Why not just let the AI write SQL?
Understand the failure modes of text-to-SQL and why routing the LLM through the semantic layer is the safer, better design.
The obvious way to build an analytics agent is "text-to-SQL": give the LLM the schema and let it write queries. It demos beautifully and fails quietly in production. Understanding why is the key insight of Part 2.
The failure modes of text-to-SQL
- Inconsistent definitions. The model re-derives "revenue" every query — sometimes with the discount, sometimes without, sometimes including refunds. Two identical questions can get two different numbers.

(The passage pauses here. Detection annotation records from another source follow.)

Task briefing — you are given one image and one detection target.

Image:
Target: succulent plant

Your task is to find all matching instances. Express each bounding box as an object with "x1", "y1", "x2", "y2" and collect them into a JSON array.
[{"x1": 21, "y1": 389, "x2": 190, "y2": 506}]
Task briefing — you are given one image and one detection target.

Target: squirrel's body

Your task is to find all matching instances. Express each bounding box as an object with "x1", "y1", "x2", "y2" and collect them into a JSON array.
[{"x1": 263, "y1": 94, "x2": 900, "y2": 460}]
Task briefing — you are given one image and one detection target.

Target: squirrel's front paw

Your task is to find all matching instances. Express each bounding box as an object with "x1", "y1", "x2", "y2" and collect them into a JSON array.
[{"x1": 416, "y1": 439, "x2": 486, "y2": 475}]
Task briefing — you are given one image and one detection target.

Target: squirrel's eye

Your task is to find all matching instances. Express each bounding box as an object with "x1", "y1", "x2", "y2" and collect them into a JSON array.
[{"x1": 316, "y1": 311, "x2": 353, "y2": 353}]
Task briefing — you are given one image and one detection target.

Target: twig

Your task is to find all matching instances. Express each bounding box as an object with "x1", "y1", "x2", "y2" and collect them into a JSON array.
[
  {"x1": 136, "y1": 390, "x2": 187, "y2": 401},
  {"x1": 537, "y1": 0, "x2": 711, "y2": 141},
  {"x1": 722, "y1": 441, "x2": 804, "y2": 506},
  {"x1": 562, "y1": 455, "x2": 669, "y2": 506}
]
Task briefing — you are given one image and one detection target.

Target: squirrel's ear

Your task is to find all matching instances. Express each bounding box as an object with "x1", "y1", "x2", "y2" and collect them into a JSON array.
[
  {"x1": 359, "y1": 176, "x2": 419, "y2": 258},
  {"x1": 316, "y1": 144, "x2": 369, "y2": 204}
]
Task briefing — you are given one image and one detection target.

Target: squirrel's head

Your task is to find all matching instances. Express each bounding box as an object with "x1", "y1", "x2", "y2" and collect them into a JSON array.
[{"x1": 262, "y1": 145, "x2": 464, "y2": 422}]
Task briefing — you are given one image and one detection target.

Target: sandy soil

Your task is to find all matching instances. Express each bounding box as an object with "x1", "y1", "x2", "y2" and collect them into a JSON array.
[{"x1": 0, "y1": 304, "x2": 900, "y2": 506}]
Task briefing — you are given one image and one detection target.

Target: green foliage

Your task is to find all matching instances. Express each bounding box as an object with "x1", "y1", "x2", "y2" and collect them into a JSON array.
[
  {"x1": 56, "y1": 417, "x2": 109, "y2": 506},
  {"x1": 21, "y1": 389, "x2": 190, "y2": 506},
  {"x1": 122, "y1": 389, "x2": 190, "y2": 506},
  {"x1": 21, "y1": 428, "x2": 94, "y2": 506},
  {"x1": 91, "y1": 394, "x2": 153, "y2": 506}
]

- Silent correctness bugs. It writes a join that fans out and reports inflated counts, with total confidence and no error.
- Security surface. Generated SQL against a live database is a large attack and accident surface — a malformed query can be slow, expensive, or destructive.
- Unauditable. When a number is wrong, you're debugging freshly-generated SQL, not a definition you can point to.
The better design: the LLM picks names, the layer runs SQL
Language models are excellent at one thing here: mapping a fuzzy human question to precise names. "How much did we make from paid channels last quarter?" → metric revenue, dimension channel, filter on channel, time_grain: quarter. That's a translation task, which is exactly an LLM's strength.
So we let the model do only that. It calls a tool with a structured request of metric and dimension names; the semantic layer — which you tested and trust — produces the SQL and the number. The model never sees or writes SQL.
The LLM translates language into a governed request; the semantic layer turns that request into a trustworthy number. Neither does the other's job. This is the whole design, and it's why the answers are safe to show a CFO.
This pattern — LLM chooses from a governed catalog rather than generating raw queries — is how serious teams put AI on top of data. You get natural-language flexibility and the consistency of a metrics layer.